Le vietnamien a aussi emprunté certains mots au français. Un héritage linguistique lié à la période coloniale de l’Indochine française, de la fin du XIXe siècle aux années 1950. Parmi les principaux emprunts lexicaux, citons :
- Le vocabulaire textile avec sơ mi (chemise), cà vạt (cravate) ou encore măng tô (manteau) ;
- Le vocabulaire culinaire avec bích quy (biscuit), sô cô la (chocolat), xúc xích (saucisse), cà phê (café), pho mát (fromage) ou encore cà rốt (carotte) ;
- Le vocabulaire culturel et technique moderne avec xi nê (ciné), ô tô (auto) ou encore ga (gare).

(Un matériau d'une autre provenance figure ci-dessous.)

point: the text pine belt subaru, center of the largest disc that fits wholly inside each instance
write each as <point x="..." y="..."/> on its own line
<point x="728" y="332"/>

Le vietnamien comprend trois principaux dialectes :
- Le vietnamien du nord, ou dialecte de Hanoï (capitale du pays et considéré comme la version linguistique officielle) ;
- Le vietnamien du centre, ou dialecte de Hué (ancienne capitale impériale) ;
- Le vietnamien du sud, ou dialecte de Saïgon (principale ville du pays).
Le khmer, l’autre langue môn-khmer d’Asie du Sud-Est
Le finlandais n’est pas la langue de la Finlande, et le cambodgien n’est pas la langue du Cambodge. Environ 19 millions de locuteurs ont le khmer pour langue maternelle, dont près de 17 millions au Cambodge. Comme le vietnamien, le khmer est une langue môn-khmer. Ces deux idiomes d’Asie du Sud-Est sont pourtant très distants et ont peu en commun.
Très esthétique, l’alphabet khmer n’a rien à envier à l’artistique langue arménienne. Pour preuve, les chiffres de 1 à 9 qui s’écrivent comme suit : ១ ២ ៣ ៤ ៥ ៦ ៧ ៨ ៩ !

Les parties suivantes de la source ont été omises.